The Metric Trap: LOC Is Back, Now With AI Spin
A post arguing that 'lines of code got a better publicist' landed on HN's front page and sparked a thread about how AI is resurrecting the oldest bad metric in software. The core argument: before AI, the goal was to make money, with AI the goal became to ship more code, and the right post-AI goal should still be to make money. One commenter tied this directly to a survey where Augment asked 219 engineering leaders to define 'AI-native engineering' and got 219 different answers, which landed as a punchline but also as a diagnosis.
The pattern: as AI coding tools make it cheap to generate code, the gravitational pull toward measuring output by volume increases. This is exactly backwards. The value of AI coding assistance is not more code, it is faster delivery of working software that solves real problems. When the tool makes code cheap to produce, the temptation is to treat code production as the output metric, which is how you end up with a Claude agent spending thousands of tokens to fix two lines of CSS and calling it productivity.

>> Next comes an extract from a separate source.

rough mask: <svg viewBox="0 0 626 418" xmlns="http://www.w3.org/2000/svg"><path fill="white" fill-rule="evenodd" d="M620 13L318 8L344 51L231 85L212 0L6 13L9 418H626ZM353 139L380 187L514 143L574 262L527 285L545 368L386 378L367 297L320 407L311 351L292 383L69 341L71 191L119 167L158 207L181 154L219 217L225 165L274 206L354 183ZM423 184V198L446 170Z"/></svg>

This connects to the broader frustration in the 'software is made between commits' thread, where one commenter noted that good software tools should be invisible, like a hammer, and that constantly thinking about your tools means something is wrong with them.
So what?
If your team is reporting AI productivity gains measured in lines of code or commits per day, you are measuring the wrong thing and probably building technical debt at AI speed. The metric that matters is still customer outcomes. Resist the pressure to show AI ROI through volume proxies.